Почувствовав их смущение и явный интерес, Серхио Обольстительный подмигнул каждой по очереди и очаровательно улыбнулся.
– Позвольте прокатить вас, дамы? – Он громко свистнул. – Где же ты, мой верный пес?
Зяма высунул одно ухо из-под стола:
– Ты мне?
– Ну, же, не подведи меня, дружище. – Стараясь не терять лица, взмолился Серега. – Вези меня, мой Буцефал!
Размахивая хвостом, как лассо, Зяма подбежал ближе:
– А-а-а, перед девушками рисуешься, значит.
– Цыц. Тише. – Шепнул еж. – Добуду для тебя пельмени, окорок и шоколадные пирожные.
Пёс прикинул в уме и радостно кивнул:
– Идет. Запрыгивай!
И, читая про себя ежиные молитвы, Серхио с видом бесстрашного Зорро спрыгнул на собачью спину:
– Оп! – И впился лапками в шерсть.
«Надеюсь, оно того стоит», – думал Зяма.
И оно стоило. Потому что ежихи, завороженно глядя на бесстрашного самца, уже дружно аплодировали:
– C'esteffarant! étonnamment! Quel homme![4]
Настя
Ромка смотрел на свою красавицу и понимал, что не ошибся. Новая жизнь нравилась ему гораздо больше прежней. Теперь в ней был смысл – его Настя. Наивная, упрямая, решительная и такая ранимая. И ему нравилось быть для нее тем, кто оберегает ее от всего сложного и нехорошего, что есть в мире. Тем, кто любит ее всем своим существом.

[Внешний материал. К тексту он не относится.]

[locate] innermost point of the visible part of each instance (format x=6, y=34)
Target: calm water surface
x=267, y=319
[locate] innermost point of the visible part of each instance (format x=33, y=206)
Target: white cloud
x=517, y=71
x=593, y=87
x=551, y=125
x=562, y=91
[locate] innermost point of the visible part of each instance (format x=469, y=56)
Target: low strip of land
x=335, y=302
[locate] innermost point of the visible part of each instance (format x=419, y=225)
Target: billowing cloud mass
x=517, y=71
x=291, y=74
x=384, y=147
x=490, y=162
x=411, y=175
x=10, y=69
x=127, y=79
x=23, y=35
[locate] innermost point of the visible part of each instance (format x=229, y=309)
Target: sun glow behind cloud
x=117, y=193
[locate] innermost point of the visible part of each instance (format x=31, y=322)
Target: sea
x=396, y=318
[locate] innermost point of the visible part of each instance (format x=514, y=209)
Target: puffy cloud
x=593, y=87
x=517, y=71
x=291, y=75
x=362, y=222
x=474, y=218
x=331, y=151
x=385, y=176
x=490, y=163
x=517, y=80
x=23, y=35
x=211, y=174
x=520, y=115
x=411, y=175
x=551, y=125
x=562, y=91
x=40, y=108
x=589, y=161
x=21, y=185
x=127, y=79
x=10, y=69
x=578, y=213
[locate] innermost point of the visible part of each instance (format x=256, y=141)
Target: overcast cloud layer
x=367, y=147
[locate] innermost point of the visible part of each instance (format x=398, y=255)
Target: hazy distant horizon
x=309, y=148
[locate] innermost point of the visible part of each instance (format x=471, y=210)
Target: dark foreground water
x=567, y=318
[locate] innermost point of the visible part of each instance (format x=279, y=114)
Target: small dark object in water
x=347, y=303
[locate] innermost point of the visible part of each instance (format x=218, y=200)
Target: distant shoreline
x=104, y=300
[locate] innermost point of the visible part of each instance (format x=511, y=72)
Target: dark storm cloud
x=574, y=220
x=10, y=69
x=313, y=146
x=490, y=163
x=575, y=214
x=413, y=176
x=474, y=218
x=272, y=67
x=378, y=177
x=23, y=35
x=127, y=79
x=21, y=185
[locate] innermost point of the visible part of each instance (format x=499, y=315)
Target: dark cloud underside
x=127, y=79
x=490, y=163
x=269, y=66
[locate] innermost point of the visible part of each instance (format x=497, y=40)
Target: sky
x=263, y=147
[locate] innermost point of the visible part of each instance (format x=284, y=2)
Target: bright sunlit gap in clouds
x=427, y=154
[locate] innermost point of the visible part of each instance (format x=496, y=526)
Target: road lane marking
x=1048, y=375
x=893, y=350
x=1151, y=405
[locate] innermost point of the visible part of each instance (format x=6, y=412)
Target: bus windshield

– Ёжка… – Он проложил дорожку из поцелуев от ее шеи к плечу.
– Отвали, мажорище. – Улыбнулась она.
И Ромка тоже улыбнулся.
Он даже и забыл, что когда-то таким и был – все давно переменилось. У него появились настоящие друзья и настоящие отношения: Гай исчез, а вместе с ним и все его наследство в виде бездумных тусовок и глупых пижонских ужимок.
– Ёжичка… – Парень залюбовался копной одуванчиковых волос, разметавшихся по подушке и щекочущих его нос. – Ёжичка моя любимая, открой личико.
Настя повернулась и поцеловала его – сонно и нежно. И в этот момент где-то за дверью раздался отчаянный собачий лай. Гав, гав, гав!
– Похоже, еще кто-то приехал.
За дверью послышались голоса ребят из группы «The Diverse», озорной Леськин смех и веселые приветствия Джона.
Ромка вздохнул, а Настя потерла ладонями глаза.
– Знаешь, что мне сегодня снилось? – Сказала она.
– Что?
– Будто наш Сережка разговаривает. По-настоящему, по-человечески.
– Ага, – улыбнулся Роман, – и песни поет!
– Да. А еще, что он из своей клетки в гостиной вышел и по всему дому разгуливает. Может, проверить его?
– А клетку ему кто откроет? Зяма, что ли? – Парень притянул девушку к себе. – Даже не переживай, все у него нормально. Большой уже мальчик. – Он подтянул одеяло повыше. – Лучше иди ко мне…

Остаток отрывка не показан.